History isn’t silent on this point: chartered firms like the East India Company and Hudson’s Bay exercised taxation, courts, and force—proof that corporate sovereignty is administratively feasible, and a warning about extraction.
Antitrust advocates like to remind everyone, sometimes quite militantly, that competition is good for markets, prices, and consumers. What’s striking is that corporate rule could introduce competition into governance itself. If your government sucks today, you’re stuck until the next election—if there is one.
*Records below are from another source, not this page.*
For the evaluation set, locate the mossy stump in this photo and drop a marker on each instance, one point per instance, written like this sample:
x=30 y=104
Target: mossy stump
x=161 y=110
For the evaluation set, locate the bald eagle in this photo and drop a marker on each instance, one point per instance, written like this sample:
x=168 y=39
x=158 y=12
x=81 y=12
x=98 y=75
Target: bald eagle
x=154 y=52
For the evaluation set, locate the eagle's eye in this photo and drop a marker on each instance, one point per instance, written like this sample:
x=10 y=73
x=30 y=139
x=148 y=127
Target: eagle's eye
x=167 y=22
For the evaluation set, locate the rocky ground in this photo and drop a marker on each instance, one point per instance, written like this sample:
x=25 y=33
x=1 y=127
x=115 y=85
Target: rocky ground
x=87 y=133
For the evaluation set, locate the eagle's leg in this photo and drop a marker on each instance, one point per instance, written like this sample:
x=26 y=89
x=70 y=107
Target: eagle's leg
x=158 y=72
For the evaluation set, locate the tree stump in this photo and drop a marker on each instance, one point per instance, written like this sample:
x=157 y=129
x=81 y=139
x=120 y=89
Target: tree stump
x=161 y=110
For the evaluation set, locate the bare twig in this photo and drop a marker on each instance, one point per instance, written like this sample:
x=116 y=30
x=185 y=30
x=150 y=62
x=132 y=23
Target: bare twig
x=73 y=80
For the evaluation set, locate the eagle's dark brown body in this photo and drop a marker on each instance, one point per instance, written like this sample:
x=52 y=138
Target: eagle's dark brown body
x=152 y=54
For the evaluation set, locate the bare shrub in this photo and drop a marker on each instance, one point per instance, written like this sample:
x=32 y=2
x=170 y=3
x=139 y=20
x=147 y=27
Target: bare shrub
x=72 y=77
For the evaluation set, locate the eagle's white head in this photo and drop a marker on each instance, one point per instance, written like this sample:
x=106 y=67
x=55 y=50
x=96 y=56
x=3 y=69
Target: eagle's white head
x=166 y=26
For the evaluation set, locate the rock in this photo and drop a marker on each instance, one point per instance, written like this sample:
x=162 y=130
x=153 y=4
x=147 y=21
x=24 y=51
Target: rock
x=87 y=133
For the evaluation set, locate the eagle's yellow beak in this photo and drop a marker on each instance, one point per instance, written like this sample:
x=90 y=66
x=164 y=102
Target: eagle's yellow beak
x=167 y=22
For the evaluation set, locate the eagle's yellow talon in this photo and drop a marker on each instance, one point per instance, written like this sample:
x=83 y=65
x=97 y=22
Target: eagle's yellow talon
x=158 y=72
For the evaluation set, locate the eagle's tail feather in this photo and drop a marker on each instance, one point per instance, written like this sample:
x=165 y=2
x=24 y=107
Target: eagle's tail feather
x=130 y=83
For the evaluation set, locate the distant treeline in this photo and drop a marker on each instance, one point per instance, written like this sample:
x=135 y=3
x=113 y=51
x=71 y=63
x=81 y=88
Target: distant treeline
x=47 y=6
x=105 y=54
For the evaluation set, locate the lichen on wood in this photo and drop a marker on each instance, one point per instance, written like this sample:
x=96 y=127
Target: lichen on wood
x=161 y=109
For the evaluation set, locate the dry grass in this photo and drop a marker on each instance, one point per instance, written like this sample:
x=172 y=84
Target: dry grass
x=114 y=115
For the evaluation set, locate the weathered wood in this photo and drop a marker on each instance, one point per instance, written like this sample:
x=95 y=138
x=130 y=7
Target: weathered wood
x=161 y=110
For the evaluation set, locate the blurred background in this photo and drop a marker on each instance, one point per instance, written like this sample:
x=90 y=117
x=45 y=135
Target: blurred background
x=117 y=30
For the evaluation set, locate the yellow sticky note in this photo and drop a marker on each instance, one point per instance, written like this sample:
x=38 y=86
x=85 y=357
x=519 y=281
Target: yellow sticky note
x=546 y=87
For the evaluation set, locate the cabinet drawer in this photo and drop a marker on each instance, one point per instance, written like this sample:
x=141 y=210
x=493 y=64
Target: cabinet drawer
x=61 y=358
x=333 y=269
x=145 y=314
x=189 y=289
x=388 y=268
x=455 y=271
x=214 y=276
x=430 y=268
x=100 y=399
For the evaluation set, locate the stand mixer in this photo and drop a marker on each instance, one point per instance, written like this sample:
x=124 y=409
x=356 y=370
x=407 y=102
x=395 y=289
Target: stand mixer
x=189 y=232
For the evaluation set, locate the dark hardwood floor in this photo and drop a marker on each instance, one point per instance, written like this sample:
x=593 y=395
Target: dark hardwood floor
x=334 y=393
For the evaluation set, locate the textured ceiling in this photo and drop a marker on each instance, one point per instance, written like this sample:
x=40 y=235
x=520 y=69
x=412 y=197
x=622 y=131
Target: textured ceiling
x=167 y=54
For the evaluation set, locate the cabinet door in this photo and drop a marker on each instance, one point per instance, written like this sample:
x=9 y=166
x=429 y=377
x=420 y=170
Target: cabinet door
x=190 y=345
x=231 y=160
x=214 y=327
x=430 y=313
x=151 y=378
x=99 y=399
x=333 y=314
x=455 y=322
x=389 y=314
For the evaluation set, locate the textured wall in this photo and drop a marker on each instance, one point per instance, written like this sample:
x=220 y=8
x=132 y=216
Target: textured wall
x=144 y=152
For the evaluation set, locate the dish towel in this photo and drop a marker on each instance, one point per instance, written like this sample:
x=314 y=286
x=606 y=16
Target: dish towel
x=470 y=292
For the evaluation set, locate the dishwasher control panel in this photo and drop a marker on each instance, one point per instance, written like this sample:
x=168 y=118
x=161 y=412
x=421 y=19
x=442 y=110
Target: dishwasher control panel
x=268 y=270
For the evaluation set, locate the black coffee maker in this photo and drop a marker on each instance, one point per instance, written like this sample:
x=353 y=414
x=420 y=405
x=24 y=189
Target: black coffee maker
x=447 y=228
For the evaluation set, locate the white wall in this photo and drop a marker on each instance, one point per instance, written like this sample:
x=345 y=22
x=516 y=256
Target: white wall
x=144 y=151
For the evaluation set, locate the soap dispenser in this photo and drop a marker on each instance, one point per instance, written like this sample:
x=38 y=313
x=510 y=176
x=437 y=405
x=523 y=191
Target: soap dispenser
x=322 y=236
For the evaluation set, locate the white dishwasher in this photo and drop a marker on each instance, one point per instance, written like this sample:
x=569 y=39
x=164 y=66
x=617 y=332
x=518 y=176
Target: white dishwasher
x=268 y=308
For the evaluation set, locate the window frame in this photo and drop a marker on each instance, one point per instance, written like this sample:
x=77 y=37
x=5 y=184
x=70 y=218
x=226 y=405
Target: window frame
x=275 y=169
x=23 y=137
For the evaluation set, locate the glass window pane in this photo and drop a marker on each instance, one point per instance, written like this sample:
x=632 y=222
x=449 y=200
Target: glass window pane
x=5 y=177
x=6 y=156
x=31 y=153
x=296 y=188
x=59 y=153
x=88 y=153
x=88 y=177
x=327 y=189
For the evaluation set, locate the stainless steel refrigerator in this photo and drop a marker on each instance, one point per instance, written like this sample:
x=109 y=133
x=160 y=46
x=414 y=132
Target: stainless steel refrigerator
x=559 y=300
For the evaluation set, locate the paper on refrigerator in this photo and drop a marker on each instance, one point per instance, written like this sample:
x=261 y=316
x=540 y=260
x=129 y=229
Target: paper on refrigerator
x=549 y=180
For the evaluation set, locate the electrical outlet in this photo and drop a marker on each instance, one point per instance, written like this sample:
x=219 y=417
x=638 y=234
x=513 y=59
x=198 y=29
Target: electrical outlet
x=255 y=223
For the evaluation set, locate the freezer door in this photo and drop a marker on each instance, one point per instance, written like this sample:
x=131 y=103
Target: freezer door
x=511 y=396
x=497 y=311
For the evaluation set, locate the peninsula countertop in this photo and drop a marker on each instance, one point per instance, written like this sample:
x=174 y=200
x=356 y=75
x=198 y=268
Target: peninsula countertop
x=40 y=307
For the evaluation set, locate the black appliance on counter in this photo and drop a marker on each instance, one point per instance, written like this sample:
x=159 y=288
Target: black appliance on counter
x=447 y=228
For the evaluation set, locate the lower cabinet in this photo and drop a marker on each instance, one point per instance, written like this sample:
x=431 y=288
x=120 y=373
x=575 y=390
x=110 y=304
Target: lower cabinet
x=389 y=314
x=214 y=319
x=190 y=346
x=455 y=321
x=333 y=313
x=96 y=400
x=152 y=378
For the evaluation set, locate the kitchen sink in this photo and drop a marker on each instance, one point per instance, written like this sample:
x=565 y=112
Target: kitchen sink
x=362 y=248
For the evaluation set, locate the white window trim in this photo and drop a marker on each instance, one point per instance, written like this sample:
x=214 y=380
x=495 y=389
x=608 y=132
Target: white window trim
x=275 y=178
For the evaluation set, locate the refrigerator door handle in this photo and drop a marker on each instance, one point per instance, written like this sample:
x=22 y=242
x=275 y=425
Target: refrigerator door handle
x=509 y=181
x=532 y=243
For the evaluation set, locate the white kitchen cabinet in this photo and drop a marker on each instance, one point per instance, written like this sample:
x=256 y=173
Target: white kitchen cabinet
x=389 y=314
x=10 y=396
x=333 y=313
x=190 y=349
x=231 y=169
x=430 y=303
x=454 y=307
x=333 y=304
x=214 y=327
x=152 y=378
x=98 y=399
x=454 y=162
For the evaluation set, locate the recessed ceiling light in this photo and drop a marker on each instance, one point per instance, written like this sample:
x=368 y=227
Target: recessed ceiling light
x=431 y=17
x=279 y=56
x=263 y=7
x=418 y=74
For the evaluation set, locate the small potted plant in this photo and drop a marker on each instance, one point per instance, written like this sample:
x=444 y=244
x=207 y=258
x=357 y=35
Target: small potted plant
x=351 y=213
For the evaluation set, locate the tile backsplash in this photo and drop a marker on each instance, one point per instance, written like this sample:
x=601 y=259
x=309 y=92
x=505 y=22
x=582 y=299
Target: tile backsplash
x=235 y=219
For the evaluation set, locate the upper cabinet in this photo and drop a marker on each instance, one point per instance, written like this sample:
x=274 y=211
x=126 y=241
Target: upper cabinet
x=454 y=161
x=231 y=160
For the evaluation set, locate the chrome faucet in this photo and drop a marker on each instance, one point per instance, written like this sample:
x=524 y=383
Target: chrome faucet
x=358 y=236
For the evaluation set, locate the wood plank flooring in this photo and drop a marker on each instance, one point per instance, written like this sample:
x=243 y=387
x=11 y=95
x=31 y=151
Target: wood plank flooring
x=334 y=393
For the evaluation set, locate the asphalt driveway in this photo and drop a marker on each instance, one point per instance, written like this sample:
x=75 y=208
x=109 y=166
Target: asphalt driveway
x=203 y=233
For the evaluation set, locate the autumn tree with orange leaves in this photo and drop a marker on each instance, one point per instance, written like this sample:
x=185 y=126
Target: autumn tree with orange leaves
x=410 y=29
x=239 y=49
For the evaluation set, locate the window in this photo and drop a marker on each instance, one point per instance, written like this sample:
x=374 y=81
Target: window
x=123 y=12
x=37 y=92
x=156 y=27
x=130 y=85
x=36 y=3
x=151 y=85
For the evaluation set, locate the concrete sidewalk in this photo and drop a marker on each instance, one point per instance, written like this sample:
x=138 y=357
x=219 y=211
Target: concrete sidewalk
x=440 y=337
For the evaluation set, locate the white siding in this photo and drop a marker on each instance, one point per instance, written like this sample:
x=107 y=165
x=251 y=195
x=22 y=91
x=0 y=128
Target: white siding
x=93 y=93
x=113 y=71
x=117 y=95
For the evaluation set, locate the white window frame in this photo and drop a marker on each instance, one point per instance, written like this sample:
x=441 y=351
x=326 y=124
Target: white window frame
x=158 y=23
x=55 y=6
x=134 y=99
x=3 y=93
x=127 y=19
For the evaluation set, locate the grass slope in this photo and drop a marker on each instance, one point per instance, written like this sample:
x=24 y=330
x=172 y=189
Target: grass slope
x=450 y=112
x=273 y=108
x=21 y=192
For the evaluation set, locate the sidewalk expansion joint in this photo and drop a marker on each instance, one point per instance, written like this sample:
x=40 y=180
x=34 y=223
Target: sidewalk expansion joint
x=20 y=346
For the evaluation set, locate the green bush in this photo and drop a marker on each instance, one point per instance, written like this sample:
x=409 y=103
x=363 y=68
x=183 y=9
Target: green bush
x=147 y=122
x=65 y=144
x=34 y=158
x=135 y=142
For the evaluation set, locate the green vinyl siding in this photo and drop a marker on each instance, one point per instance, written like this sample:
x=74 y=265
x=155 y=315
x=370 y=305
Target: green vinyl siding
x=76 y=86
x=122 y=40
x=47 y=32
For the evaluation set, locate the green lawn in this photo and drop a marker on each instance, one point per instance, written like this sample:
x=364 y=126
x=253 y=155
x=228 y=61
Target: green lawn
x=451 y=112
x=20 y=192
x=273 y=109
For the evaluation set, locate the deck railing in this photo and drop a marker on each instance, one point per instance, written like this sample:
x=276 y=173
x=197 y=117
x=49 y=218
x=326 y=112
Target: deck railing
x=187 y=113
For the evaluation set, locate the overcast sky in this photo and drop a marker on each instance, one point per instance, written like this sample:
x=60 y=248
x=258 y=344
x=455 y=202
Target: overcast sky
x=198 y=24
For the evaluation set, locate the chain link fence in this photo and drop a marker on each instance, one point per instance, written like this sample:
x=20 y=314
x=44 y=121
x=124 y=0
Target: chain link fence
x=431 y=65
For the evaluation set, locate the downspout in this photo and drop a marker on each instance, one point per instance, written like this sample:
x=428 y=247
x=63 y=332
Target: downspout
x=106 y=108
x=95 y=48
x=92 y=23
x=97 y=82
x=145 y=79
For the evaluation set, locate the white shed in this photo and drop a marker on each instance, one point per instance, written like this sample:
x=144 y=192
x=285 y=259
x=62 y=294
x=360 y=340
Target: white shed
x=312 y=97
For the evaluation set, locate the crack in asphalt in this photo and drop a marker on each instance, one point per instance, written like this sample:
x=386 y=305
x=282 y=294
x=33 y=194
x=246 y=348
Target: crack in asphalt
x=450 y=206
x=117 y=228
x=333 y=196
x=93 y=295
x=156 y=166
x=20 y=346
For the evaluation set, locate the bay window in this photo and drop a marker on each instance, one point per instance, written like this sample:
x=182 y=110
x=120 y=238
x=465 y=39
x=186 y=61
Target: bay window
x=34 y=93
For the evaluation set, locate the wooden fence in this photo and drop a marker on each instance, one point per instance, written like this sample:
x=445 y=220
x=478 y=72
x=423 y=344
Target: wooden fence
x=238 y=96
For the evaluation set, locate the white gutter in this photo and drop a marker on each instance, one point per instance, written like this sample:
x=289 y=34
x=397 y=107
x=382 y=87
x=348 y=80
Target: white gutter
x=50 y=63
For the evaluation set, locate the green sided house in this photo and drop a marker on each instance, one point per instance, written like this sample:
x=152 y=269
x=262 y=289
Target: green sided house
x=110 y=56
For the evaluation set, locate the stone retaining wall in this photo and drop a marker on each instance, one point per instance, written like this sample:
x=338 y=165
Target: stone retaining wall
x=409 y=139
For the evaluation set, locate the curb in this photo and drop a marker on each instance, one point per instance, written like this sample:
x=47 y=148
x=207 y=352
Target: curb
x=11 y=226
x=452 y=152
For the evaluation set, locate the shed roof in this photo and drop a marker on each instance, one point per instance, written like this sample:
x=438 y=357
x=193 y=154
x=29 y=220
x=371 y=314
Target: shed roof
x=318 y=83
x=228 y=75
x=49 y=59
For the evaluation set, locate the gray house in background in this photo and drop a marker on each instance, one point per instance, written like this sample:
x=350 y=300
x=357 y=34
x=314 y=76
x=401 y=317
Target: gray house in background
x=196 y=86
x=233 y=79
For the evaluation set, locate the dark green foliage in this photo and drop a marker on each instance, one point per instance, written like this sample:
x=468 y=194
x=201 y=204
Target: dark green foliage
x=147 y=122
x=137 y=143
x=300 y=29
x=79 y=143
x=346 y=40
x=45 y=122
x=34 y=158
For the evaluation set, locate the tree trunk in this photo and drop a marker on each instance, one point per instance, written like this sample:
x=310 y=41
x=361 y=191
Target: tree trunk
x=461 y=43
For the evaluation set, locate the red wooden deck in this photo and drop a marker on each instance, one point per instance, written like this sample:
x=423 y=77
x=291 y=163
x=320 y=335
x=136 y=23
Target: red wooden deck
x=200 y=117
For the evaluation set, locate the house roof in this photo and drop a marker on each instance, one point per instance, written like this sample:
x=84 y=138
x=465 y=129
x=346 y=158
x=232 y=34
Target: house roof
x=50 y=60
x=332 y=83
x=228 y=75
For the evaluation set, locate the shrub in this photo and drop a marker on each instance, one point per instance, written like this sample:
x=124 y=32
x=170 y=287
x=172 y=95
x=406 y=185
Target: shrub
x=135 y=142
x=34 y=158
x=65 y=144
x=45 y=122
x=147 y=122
But in a corporate-sovereign world, dissatisfied ‘citizens’ could—where exit is actually feasible—move to a different brand of governance; the catch is that exit isn’t free: passports, capital controls, property, community ties, and language create high switching costs, and ‘voice’ (representation, due process) may be thin.
Picture ‘Apple World’ (seamless minimalism), ‘Amazon World’ (logistics with worker surveillance), ‘Tesla World’ (green futurism mixed with occasional chaos), ‘Google World’ (total algorithmic governance at the expense of art), ‘Microsoft World’ (boring, reliable utilities that need complete rebooting from time to time). Each of these fictional worlds represents a different trade-off between efficiency, control, and rights. But today, we already make similar trade-offs—ceding privacy and autonomy to corporations in exchange for services and convenience. The real choice is between the messy, often brutal reality of current states (genocidal regimes, failed states, paralyzed democracies), and the potential efficiency of corporate governance (hierarchies optimized for performance, accountable not to citizens but to shareholders).
None of the above is utopia. But Alien: Earth reminds us that corporate sovereignty is no longer science fiction—it emerges wherever governments fail and corporations step in. The Dark Enlightenment frames this not as dystopia, but as a plausible evolutionary pathway where state capacity erodes and corporate capacity fills the gap. That’s what makes it so provocative—and so dangerous.